En ce lundi 23 septembre, l’ambiance est festive au centre social Projet, à Lille. Dans un coin de la grande salle polyvalente – d’où s’échappe de la musique électro – , de grands thermos de café et de thé sont disposés. Référent·es familles, directeur·ices de centre, habitant.es – venant d’un peu partout en France – se retrouvent pour commencer à faire connaissance. De l’autre côté de la salle, c’est le moment de s’inscrire aux divers ateliers proposés, qui tous ont pour fil conducteur d’interroger la thématique de la famille au sein des centres sociaux, et ce dans sa très grande diversité, avec bien entendu une attention toute particulière portée aux évolutions sociétales.
Accompagner et soutenir toute la famille, toutes les familles
Mais avant de s’atteler aux ateliers, un petit mot d’ouverture est de mise, pour réaffirmer les grandes intentions de cette journée. En effet, l’approche familles est au cœur du projet et de l’action des centres sociaux. C’est un élément constitutif de notre ADN, rarement mis en réflexion au plan national. Jusqu’à aujourd’hui ! Cette journée est donc née de la volonté de porter un regard précis et fin sur la manière dont nous construisons, collectivement, à différents niveaux et en relation étroite avec les familles, des réponses concrètes pour lutter contre les inégalités et travailler l’accompagnement de toutes les familles. Comment ces approches évoluent-elles dans la société actuelle ? Quel est le rôle spécifique des centres sociaux pour lutter, en alliance avec les familles, contre les inégalités sociales, éducatives et territoriales ? Quelle articulation construire avec les politiques publiques dédiées à la famille ? Autant de questions soulevées tout au long du colloque. Avec également, une attention toute particulière portée à la mise en lien avec les politiques publiques de la Branche Famille, ainsi que le projet de réseau 2024-2032. Pour que les familles trouvent et prennent leur place, tout en réduisant les inégalités éducatives.

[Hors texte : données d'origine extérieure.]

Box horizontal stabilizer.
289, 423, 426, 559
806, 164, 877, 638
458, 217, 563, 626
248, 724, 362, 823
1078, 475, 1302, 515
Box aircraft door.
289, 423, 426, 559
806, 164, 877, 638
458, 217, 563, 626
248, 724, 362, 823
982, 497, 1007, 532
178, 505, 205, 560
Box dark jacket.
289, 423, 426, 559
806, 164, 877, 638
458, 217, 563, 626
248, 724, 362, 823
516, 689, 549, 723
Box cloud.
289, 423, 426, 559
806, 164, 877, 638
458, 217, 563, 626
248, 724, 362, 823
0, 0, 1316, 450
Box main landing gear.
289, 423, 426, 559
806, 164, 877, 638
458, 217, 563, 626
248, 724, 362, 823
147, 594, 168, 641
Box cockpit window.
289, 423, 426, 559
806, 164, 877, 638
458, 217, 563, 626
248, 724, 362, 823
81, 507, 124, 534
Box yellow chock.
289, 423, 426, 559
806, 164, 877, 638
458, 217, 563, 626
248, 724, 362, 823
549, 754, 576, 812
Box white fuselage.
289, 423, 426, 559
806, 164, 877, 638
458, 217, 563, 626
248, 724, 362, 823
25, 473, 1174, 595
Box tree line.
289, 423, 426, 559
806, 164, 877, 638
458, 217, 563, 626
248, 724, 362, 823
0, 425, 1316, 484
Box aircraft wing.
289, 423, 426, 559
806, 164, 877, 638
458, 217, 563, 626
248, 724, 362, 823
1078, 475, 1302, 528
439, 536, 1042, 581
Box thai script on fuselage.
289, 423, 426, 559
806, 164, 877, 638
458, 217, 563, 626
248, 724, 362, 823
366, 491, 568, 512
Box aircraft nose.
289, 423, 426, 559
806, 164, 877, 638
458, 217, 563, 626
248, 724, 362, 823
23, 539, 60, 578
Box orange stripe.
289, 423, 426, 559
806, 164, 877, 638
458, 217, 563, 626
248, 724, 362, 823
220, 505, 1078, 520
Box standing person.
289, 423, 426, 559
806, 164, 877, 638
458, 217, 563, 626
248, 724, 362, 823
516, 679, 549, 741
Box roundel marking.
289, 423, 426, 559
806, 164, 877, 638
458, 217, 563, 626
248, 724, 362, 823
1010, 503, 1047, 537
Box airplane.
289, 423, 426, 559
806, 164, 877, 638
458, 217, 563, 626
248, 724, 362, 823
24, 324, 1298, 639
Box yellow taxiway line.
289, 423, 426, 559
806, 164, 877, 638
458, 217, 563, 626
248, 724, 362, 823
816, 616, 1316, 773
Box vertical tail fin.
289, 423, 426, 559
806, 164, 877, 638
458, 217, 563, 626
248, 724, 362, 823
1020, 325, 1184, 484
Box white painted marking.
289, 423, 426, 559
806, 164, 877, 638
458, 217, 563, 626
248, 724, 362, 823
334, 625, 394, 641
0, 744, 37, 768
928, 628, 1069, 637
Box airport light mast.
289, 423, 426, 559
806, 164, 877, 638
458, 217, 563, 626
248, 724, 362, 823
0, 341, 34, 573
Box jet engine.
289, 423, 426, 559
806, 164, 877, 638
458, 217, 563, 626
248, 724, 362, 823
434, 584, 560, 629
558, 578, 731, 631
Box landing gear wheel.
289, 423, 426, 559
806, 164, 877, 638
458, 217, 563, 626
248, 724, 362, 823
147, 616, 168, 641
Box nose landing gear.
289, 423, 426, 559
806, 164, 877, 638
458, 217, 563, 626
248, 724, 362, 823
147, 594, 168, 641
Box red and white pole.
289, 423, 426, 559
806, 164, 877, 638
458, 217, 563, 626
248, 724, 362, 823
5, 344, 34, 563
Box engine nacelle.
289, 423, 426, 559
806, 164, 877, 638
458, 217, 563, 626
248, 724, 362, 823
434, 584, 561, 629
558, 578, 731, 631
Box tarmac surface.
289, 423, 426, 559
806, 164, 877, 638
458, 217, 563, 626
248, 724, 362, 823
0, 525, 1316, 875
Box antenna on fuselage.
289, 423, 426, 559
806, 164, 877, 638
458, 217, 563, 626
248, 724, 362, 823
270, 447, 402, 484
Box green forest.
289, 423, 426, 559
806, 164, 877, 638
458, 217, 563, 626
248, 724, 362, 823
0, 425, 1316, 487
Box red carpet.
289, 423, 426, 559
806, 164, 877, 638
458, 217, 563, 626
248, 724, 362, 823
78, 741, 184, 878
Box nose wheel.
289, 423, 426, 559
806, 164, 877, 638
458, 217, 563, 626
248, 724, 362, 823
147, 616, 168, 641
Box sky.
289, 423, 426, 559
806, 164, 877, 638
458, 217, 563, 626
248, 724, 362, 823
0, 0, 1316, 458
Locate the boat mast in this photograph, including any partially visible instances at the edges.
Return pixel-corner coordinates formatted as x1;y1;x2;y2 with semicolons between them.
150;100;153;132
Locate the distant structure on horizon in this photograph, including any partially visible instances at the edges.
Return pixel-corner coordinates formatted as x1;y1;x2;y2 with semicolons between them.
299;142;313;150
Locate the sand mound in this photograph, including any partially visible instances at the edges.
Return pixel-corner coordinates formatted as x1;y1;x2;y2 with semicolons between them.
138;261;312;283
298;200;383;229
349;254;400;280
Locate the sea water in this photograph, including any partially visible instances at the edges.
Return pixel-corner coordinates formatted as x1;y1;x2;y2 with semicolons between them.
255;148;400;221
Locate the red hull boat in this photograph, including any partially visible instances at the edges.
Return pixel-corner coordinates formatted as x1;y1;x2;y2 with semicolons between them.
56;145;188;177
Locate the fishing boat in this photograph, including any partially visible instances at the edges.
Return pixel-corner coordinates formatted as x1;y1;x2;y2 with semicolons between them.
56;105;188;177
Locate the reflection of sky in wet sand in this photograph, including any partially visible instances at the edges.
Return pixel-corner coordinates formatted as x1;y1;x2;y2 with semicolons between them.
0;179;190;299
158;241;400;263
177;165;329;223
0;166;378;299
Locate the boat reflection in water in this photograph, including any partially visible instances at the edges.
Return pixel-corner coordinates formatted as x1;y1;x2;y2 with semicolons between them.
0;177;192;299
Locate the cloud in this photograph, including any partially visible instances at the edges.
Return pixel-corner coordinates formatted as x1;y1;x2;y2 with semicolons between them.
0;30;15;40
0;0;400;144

Cette journée est donc née de la volonté de porter un regard précis et fin sur la manière dont nous construisons, collectivement, à différents niveaux et en relation étroite avec les familles, des réponses concrètes pour lutter contre les inégalités et travailler l’accompagnement de toutes les familles.

Bourses aux projets : partager et s’inspirer !
La force d’un réseau, c’est aussi de pouvoir « piquer » les idées des voisin·es, ou du moins, s’en inspirer ! Pour cela, la journée débute par une bourse aux projets, permettant ainsi aux centres sociaux de venir présenter leurs projets ou initiatives en lien avec la thématique du jour. A l’affiche, des jeux – comme par exemple « La Grande Traversée », dont le but est d’appréhender de manière ludique les différentes étapes et les questions que peuvent se poser les parents tout au long du parcours scolaire de leurs enfants – mais aussi un stand consacré aux centres sociaux connectés, qui a pour volonté de « faire de chaque centre social un lieu de ressources numériques pour tous ! ». Car comme le souligne très justement Viviane et Christian, deux participant·es à des ateliers numériques, « Si on n’est plus dans le numérique et si on n’a pas l’outil, on devient isolé ».
Découvrir, partager, échanger : c’est parti pour les premiers ateliers de la journée !
De petits groupes se forment et chacun·e prend sa place : la deuxième partie de la matinée est pensée pour pouvoir aborder concrètement certains sujets et de manière plus conviviale. A l’étage, on évoque la question de l’accès à la culture et aux loisirs, avec en ligne de mire, comment ces deux éléments peuvent développer l’expression des parents et in fine, le pouvoir d’agir. Elsa Perrot, référente famille du centre socioculturel du Mellois, déclare avec audace et une once de provocation au sujet d’un projet culturel mené avec des habitant⸱es « Et si on arrêtait de prendre les gens pour des cons ? ». Elle relate sa surprise de constater que, face à un spectacle de théâtre aux thématiques et à la mise en scène assez sombre et un tantinet anxiogène, les spectateur·ices qui se sont inscrit·es via le centre social ont particulièrement apprécié. De l’autre côté du couloir, on aborde l’université populaire de parents, qui a pour but de construire une démarche permettant de bâtir avec les parents des réponses à des enjeux de société. Cette dernière, portée par le Centre social de Marck en Calaisis (62) sur la thématique « Le handicap, un problème de société » a permis à un groupe de parents – accompagné d’un chercheur – de s’exprimer, de porter une recherche collective et donc de renforcer leur pouvoir d’agir. En descendant les escaliers du centre social – et en suivant les panneaux rédigés et dessinés par des enfants nous souhaitant la bienvenue en plusieurs langues – nous nous immergeons dans la thématique de la « famille élargie » et de la question de l’accueil des grands-parents et des beaux-parents.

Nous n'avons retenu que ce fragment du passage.